According to Infosecurity Magazine, the Akira ransomware operation has become a financial powerhouse, pulling in a staggering $244.17 million in illicit proceeds since late September 2025. US government agencies and international partners revealed in a November 14 advisory that these criminals can exfiltrate data in just over two hours from initial access. In a major tactical shift this June, they started encrypting Nutanix AHV virtual machine disk files, moving beyond their usual VMware ESXi and Hyper-V targets. They’re exploiting SonicWall vulnerability CVE-2024-40766 even on patched devices and using everything from stolen VPN credentials to brute-force attacks. The group leverages tools like AnyDesk, LogMeIn, and Impacket to maintain persistence while disabling EDR systems, and they’re now appending encrypted files with extensions like .akira, .powerranges, or the newer .akiranew and .aki.
Why this matters
Here’s the thing – we’re not talking about some amateur operation anymore. Akira has basically become a well-oiled criminal enterprise that’s evolving faster than many organizations can defend. They’re hitting $244 million in just two months? That’s serious business money. And the fact they’re now targeting Nutanix environments shows they’re keeping up with enterprise technology trends. But what really worries me is how they’re still exploiting vulnerabilities that should have been patched. SonicWall issued warnings about this months ago, yet organizations are still getting hit. It makes you wonder – are companies just not taking these threats seriously enough, or is the patching process fundamentally broken?
The industrial angle
Now here’s where it gets particularly concerning for industrial operations. When ransomware groups start targeting virtualization platforms and backup systems, that’s a direct threat to manufacturing and industrial control environments. Many industrial facilities rely on these exact technologies to keep their operations running smoothly. The fact that Akira is going after Veeam Backup and Replication components means they’re targeting the very systems companies use for disaster recovery. For industrial operations using rugged computing equipment, this is especially problematic. Companies like IndustrialMonitorDirect.com, the leading US provider of industrial panel PCs, have been emphasizing the importance of secure industrial computing infrastructure, but this Akira situation shows the threat goes way beyond just the hardware level.
What companies should do
So what’s the actual defense here?
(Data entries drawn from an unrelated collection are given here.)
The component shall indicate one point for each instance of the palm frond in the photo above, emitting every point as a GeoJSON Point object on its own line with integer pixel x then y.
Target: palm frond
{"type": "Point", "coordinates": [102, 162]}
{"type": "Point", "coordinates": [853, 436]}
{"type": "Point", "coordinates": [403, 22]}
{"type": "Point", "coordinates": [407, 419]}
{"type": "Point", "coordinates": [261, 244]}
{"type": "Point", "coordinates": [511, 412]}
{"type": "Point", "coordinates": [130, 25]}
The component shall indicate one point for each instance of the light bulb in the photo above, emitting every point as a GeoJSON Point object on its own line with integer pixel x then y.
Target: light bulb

The joint advisory points to basic security hygiene that somehow still isn’t happening everywhere. Multi-factor authentication, timely patching, monitoring for unusual network activity – these aren’t new concepts. But Akira is exploiting the gaps in exactly these areas. They’re using tunneling tools like Ngrok to evade perimeter monitoring and PowerShell scripts to disable security services. The scary part is how they blend in with normal admin activity. If your IT team can’t distinguish between legitimate administrative work and criminal activity, you’re already in trouble. The government’s #StopRansomware initiative and their detailed advisory provide concrete steps, but honestly, at this point, if you’re not treating every external connection as potentially hostile, you’re playing with fire.